Jeff co-founded the Weather Underground in 1995 while working on his Ph.D. He flew with the NOAA Hurricane Hunters from 1986-1990.
By: Dr. Jeff Masters , 10:53 PM GMT on July 16, 2006
A cold front that pushed off the U.S. East Coast this weekend and stalled out has created an interesting situation to watch. An extratropical or subtropical low has developed along the north portion of the front, about 300 miles southeast of Cape Cod, Massachusetts. Water temperatures are right at the borderline for a tropical storm--about 80 Fahrenheit--so this low is unlikely to develop into a tropical storm as it heads northeast out to sea towards colder water. The low has a large area of heavy thunderstorms on the southeast side of the center of circulation, well removed from the center. This is characteristic of a subtropical storm experiencing significant wind shear. This is the expected development I was referring to this morning in my blog.
Figure 1. Current satellite image of the U.S. East Coast.

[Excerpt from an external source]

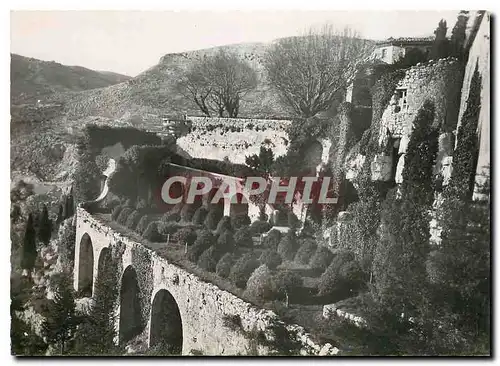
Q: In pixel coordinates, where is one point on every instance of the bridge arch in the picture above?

The departing low has left behind the tail end of the old cold front over the waters off the South Carolina/North Carolina coast. This old front could serve as the focus for some tropical development over the next few days. Already, some tropical-looking thunderstorms have built over the front, in a narrow area of reduced wind shear of 5-10 knots that has developed. The GFS computer model is indicating that the area of reduced shear will remain. Steering currents are weak, so it is difficult to tell where this tropical blob might go. The models seem to lean towards this system heading northeast up the coast, possibly brushing Cape Hatteras and Nova Scotia later in the week.
Wind shear visualized
I've linked a photo of an odd fog formation a wunderphotographer in Alaska took--I've never seen anything like this photo! It shows very graphically what strong wind shear can do to contort a cloud into strange shapes. The wind speed and direction are different at the bottom of this fog bank than at the top, creating a twisting, shearing effect on the cloud that bends it into strange shapes. Now imagine what strong wind shear can do to a developing tropical depression--ouch!